This inter-species socialization among marine mammals is far healthier than mixing with humans, Mr. Michaud said. Canadian law dictates people must stay at least 100 metres away from marine mammals – 400 metres from belugas in the St. Lawrence – rules not always easy to follow with fast, sociable swimmers. “That really is what makes the situation difficult. The message we reinforce is that if you’re in the water and are approached by a beluga, leave it alone,” he said. “Get out of the water. Watch it from shore.”

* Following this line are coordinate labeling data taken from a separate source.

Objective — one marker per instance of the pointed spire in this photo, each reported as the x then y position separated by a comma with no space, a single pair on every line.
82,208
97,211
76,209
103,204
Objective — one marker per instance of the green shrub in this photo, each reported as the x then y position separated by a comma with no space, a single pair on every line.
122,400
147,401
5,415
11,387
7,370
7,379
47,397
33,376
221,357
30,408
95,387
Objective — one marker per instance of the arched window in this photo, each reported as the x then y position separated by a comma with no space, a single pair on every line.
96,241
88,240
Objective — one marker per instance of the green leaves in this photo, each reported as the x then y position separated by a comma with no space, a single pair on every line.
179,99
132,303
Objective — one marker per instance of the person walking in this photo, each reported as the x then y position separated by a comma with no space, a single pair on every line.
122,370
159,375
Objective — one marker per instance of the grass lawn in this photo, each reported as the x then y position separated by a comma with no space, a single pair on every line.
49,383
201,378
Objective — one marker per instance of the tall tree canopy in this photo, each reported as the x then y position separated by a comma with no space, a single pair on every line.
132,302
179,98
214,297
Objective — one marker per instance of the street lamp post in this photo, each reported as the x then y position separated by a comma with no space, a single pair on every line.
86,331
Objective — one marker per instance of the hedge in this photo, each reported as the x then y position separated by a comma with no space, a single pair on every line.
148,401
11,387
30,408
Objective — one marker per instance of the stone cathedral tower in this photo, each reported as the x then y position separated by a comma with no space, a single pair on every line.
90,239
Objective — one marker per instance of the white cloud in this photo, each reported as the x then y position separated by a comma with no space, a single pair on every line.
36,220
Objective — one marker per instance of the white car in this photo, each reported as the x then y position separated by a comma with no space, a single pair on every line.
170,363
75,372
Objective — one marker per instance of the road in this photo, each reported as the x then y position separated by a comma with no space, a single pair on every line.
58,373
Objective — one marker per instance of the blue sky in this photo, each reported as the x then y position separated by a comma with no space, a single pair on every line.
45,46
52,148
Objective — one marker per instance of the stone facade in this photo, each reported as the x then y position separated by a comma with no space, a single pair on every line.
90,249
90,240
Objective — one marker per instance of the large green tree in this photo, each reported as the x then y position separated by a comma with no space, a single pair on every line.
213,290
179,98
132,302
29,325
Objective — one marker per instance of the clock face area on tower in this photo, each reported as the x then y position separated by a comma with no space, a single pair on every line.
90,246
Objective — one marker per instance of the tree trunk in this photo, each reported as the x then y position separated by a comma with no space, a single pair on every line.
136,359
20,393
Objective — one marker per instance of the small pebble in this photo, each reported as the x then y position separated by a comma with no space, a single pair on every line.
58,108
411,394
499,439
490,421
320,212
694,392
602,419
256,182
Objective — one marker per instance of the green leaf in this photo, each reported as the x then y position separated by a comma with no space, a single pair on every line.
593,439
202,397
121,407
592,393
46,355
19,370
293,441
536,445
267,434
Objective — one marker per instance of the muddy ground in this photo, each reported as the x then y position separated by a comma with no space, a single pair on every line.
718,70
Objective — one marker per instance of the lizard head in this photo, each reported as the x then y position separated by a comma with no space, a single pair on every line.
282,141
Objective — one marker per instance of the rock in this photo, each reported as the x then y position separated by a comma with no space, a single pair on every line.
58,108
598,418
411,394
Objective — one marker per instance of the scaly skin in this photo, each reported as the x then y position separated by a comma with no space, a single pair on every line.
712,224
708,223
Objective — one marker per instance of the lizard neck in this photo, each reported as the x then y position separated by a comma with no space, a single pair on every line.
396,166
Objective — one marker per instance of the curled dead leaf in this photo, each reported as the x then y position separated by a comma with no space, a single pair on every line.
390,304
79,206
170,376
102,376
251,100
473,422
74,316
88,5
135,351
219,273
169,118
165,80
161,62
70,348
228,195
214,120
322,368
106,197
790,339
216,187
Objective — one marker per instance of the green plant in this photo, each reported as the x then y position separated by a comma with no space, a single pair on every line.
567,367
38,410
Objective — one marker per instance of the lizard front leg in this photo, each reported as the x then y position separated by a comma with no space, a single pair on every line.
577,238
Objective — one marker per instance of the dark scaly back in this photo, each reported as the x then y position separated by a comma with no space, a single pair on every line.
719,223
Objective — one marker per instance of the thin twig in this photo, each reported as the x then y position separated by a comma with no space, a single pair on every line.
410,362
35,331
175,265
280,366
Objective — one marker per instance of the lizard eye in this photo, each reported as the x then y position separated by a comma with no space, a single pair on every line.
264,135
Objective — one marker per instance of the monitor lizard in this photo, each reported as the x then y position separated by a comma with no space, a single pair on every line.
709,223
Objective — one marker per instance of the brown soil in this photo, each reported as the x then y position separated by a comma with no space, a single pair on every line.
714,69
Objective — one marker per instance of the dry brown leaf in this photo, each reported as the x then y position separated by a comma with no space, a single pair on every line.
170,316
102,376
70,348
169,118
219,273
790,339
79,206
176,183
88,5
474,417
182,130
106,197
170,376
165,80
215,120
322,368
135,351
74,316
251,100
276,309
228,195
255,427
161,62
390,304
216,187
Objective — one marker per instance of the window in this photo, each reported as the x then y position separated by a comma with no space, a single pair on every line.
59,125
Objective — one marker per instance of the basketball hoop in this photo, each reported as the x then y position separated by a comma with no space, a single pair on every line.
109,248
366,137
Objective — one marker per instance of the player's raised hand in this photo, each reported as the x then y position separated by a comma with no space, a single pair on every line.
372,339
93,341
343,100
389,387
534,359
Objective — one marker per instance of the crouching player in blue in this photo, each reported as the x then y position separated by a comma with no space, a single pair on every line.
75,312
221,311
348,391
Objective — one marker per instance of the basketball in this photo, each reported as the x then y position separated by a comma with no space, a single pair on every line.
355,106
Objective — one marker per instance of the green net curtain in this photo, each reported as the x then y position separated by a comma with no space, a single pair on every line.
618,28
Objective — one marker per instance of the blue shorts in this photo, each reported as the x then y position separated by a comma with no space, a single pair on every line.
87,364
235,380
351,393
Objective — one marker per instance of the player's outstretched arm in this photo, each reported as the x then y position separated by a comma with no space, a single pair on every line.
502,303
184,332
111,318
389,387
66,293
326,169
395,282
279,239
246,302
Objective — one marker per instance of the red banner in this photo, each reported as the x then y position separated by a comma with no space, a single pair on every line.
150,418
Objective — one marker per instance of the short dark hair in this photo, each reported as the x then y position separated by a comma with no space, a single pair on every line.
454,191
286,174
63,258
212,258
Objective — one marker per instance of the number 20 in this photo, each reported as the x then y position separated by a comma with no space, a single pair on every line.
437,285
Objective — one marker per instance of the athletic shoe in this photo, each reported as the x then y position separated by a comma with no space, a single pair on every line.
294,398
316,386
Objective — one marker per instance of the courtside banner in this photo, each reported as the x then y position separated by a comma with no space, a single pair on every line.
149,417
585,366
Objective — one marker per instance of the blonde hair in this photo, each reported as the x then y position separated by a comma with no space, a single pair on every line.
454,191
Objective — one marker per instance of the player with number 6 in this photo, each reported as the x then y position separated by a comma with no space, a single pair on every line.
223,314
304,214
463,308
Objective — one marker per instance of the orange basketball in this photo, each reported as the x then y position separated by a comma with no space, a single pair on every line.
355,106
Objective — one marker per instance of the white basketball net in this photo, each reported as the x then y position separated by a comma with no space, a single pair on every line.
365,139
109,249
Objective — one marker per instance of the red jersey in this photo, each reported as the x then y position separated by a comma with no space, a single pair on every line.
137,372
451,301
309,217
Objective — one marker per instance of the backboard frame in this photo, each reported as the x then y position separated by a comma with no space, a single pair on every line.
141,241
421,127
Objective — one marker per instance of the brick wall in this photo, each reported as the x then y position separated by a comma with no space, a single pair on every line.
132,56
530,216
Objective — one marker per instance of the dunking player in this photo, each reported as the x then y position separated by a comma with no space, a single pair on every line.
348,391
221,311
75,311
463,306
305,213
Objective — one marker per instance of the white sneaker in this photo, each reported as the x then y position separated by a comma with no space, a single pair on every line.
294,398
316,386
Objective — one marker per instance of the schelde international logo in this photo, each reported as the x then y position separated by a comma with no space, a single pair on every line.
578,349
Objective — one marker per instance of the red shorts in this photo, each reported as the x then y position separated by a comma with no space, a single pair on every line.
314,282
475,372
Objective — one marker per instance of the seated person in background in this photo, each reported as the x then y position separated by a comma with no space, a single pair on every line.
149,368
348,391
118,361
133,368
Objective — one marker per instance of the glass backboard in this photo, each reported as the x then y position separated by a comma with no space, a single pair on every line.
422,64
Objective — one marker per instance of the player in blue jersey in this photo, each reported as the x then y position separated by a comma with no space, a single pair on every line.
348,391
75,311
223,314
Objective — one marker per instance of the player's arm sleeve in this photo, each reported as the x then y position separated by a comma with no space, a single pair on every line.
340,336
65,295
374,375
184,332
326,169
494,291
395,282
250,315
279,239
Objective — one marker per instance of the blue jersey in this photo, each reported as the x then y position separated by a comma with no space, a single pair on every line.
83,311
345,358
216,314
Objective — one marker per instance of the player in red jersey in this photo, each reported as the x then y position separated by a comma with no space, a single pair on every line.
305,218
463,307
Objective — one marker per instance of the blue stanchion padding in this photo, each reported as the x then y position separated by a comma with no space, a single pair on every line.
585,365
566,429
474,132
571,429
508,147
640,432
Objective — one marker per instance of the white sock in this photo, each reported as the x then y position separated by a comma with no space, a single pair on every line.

Mr. Martinez and the PEI students did just that when Nepi showed up. “We took the divers out, he left. The divers went back in, he was back,” said their instructor, Kimball Johnston. “The guys were working on rigging and I think he was drawn by the noise. It’s something I’ve never seen before and probably won’t see again.”

The long-term outlook for Nepi remains uncertain.

“Every time I’ve made predictions with Nepi, I’ve been wrong,” Mr. Michaud said. “I didn’t think he’d survive his rescue and transport. He did. I thought he’d take up with the St. Lawrence belugas. He didn’t. I thought he’d stay with his beluga friend from Ingonish. He didn’t.

“I’ve been studying these animals for 35 years and they never cease to fascinate and surprise.”